The current analysis included 94 samples that had been evaluated using generic, whole-genome DNA microarrays. The researchers transferred signature genes to a dedicated microarray, and then analyzed 222 addition samples from patients with head and neck cancersusing the same technology. They used polymerase chain reaction to determine HPV status.

Researchers observed a negative predictive value of 72% for the diagnostic signature in the validation cohort of 222 samples.

The signature was associated with a negative predictive value of 89% on a subset of 101 early-stage (cT1-T2N0) oropharynx samples.

“Combining current clinical assessment with the expression signature would decrease the rate of undetected nodal metastases from 28% to 11% in early-stage OSCC,” the researchers wrote. “This should be sufficient to enable clinicians to refrain from elective neck treatment.”

In an accompanying editorial, Edmund A. Mroz, MD, and James W. Rocco, MD, PhD, both of Massachusetts General Hospital in Boston, highlighted the large number of diagnostic genes that were used quantitatively in the study.

“The risk of nodal metastasis for each patient was gauged by how closely each of its 732 expression values matched the corresponding average expression value over the 54pN+ patients in the ‘platform transition’ cohort,” Mroz and Rocco wrote. “This type of signature avoids the risk of relying on a small set of genes or on yes/no categorization of expression.”

The large number may provide more reliability from study to study, Mroz and Rocco wrote. However, they noted that the clinical community now must translate microarray analysis into clinical practice.

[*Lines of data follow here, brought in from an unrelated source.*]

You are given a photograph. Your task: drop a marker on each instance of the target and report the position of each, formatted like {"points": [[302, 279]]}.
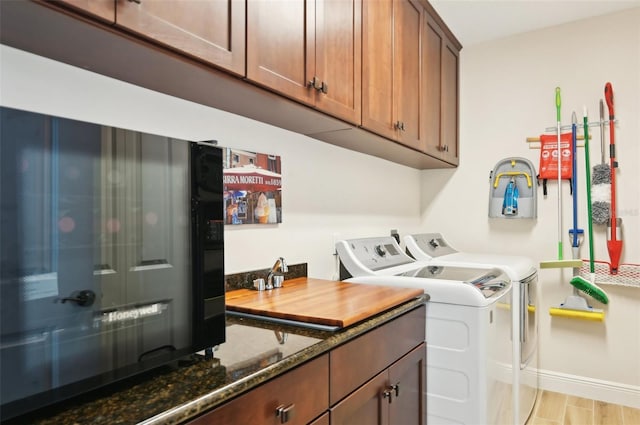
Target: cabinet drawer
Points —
{"points": [[359, 360], [301, 393]]}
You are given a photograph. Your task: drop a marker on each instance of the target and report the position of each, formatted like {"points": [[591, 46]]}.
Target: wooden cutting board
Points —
{"points": [[318, 301]]}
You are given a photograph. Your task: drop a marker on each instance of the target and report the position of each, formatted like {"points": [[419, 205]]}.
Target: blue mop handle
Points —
{"points": [[574, 181]]}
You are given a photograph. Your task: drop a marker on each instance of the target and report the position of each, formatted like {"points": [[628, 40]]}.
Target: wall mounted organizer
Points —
{"points": [[513, 189]]}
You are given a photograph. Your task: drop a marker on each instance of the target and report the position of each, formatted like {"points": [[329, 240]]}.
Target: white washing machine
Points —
{"points": [[468, 328], [432, 248]]}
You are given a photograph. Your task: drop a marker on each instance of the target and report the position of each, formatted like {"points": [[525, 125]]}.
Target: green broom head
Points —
{"points": [[590, 289], [601, 194]]}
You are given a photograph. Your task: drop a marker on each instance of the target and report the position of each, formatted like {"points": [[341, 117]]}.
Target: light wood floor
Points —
{"points": [[560, 409]]}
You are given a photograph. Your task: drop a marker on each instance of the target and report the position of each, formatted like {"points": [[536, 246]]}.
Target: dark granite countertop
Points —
{"points": [[254, 352]]}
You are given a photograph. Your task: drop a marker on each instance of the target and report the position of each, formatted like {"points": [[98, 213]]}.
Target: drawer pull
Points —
{"points": [[285, 412], [388, 393]]}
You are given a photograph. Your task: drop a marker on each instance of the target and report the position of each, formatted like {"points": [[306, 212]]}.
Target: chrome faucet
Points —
{"points": [[282, 266]]}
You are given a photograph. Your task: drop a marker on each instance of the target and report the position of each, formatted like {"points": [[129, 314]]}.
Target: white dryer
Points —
{"points": [[468, 328], [432, 248]]}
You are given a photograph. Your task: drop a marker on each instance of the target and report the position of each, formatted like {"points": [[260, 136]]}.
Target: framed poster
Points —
{"points": [[252, 187]]}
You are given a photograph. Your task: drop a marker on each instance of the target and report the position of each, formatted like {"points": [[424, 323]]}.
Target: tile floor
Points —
{"points": [[560, 409]]}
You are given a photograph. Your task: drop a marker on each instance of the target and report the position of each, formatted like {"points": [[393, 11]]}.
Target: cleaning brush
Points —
{"points": [[590, 289], [601, 189]]}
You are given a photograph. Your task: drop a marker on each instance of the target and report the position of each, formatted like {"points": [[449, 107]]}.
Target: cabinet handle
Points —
{"points": [[314, 83], [285, 412], [388, 393], [83, 298], [399, 125]]}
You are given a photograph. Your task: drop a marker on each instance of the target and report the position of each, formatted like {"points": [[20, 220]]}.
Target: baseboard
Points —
{"points": [[595, 389]]}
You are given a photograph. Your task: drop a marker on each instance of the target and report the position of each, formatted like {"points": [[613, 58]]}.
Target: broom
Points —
{"points": [[589, 287], [601, 189]]}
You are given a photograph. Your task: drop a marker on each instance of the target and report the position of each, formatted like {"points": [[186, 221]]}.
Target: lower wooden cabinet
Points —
{"points": [[394, 396], [296, 398], [376, 378]]}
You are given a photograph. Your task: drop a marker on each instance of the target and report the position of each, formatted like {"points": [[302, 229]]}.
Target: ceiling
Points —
{"points": [[477, 21]]}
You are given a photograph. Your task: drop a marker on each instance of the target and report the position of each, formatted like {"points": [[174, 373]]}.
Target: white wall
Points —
{"points": [[507, 94], [326, 190]]}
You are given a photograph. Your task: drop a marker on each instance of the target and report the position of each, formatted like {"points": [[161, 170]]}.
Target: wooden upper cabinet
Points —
{"points": [[440, 97], [338, 49], [103, 9], [450, 96], [309, 51], [209, 30], [408, 24], [391, 70]]}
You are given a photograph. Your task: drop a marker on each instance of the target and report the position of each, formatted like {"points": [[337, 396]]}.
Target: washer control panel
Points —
{"points": [[374, 253]]}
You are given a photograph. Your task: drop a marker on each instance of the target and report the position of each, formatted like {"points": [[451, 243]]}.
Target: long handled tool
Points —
{"points": [[575, 305], [586, 286], [601, 189], [614, 246], [560, 262]]}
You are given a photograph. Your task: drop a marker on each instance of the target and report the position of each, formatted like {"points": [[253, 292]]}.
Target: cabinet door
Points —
{"points": [[407, 28], [377, 67], [391, 70], [450, 95], [407, 377], [302, 394], [280, 47], [210, 30], [432, 75], [365, 405], [440, 96], [338, 46], [103, 9], [322, 420]]}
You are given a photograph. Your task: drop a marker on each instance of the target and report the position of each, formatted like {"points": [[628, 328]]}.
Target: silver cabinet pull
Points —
{"points": [[399, 125], [285, 412]]}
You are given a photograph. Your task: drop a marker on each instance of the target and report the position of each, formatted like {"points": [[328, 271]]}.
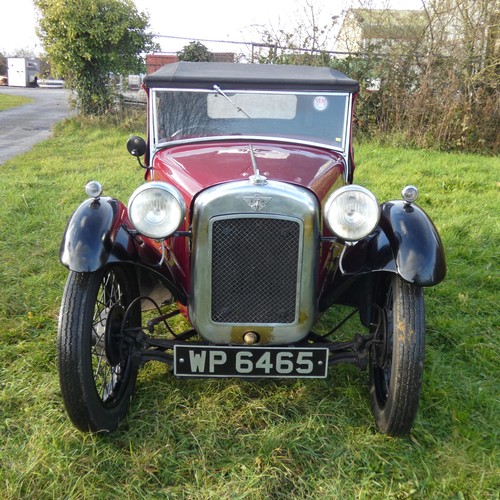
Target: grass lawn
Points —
{"points": [[12, 101], [269, 439]]}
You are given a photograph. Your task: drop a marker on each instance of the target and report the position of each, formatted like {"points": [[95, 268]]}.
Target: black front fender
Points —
{"points": [[95, 236], [406, 243]]}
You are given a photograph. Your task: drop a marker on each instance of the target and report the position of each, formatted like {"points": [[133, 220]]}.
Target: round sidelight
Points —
{"points": [[409, 194], [352, 212], [93, 189], [156, 210]]}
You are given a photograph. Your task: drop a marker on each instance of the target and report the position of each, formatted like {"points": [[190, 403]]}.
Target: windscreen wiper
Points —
{"points": [[219, 90]]}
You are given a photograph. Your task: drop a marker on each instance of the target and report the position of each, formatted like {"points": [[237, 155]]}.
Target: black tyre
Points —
{"points": [[97, 371], [397, 357]]}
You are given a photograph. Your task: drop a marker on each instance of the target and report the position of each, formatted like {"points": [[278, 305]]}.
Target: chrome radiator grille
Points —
{"points": [[255, 267]]}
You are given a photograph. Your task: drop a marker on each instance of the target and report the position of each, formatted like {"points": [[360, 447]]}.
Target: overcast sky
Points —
{"points": [[233, 20]]}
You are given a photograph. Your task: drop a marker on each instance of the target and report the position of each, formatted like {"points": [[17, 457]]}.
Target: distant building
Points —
{"points": [[156, 61], [365, 29], [22, 71]]}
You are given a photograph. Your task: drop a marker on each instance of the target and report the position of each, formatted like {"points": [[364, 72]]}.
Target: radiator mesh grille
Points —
{"points": [[254, 270]]}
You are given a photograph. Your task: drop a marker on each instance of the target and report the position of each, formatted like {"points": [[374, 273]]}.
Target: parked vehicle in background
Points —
{"points": [[250, 221]]}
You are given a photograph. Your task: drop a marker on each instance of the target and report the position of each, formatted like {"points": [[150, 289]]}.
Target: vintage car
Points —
{"points": [[250, 226]]}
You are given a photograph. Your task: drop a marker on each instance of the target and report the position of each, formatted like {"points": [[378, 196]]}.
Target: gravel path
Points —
{"points": [[24, 126]]}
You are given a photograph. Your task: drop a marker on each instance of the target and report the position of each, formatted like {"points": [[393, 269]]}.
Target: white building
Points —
{"points": [[22, 71]]}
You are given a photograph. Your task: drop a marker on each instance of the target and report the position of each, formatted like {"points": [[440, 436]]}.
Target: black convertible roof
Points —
{"points": [[204, 75]]}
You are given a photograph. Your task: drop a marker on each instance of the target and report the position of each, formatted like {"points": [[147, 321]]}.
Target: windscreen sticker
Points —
{"points": [[320, 103]]}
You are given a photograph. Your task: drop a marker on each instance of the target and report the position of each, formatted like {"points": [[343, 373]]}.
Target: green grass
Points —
{"points": [[12, 101], [269, 439]]}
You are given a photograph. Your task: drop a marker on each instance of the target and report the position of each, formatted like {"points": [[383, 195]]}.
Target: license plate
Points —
{"points": [[250, 362]]}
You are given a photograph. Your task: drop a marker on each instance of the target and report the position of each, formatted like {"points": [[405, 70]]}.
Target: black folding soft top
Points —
{"points": [[204, 75]]}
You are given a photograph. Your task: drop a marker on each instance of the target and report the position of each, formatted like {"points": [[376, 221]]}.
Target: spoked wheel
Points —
{"points": [[397, 357], [96, 369]]}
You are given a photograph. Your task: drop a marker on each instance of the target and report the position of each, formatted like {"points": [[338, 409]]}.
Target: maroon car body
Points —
{"points": [[250, 222]]}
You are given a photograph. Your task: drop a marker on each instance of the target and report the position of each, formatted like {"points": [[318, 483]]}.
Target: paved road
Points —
{"points": [[22, 127]]}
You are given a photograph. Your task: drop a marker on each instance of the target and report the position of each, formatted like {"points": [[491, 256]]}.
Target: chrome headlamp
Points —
{"points": [[156, 209], [352, 212]]}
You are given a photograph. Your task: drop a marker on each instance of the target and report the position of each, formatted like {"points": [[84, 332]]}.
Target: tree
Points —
{"points": [[195, 52], [89, 40]]}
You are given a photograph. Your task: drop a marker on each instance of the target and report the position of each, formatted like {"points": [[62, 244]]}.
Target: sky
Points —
{"points": [[231, 20]]}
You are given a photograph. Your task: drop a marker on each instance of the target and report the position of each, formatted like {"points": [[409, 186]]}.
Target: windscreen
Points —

“Even if future prospective studies support the present estimates of assay performance, and even if the practical difficulties of disseminating this technology widely can be overcome, there are significant clinical issues with regard to whether or how patients and physicians should use this information in the way that these authors propose,” they wrote.

Some of the issues that could be problematic include changes in the timing of the course of care to wait for microarray results; the low specificity of microarray-based classification; the risk that true metastasizing patients who are misclassified may experience a delayed diagnosis during watchful waiting; and the possibility that patients correctly classified as non-metastasizing may have difficulty handling the uncertainty of watchful waiting.

“The types of tradeoffs would be changed under the approach these authors propose, but much uncertainty would remain,” Mroz and Rocco wrote.

For more information:

Mroz EA. J Clin Oncol; 2012;doi:10.1200/JCO.2012.44.8050.

van Hooff SR. J Clin Oncol. 2012;doi:10.1200/JCO.2011.40.4509.

Disclosure: See study for disclosure information. Mroz and Rocco report no relevant financial disclosures.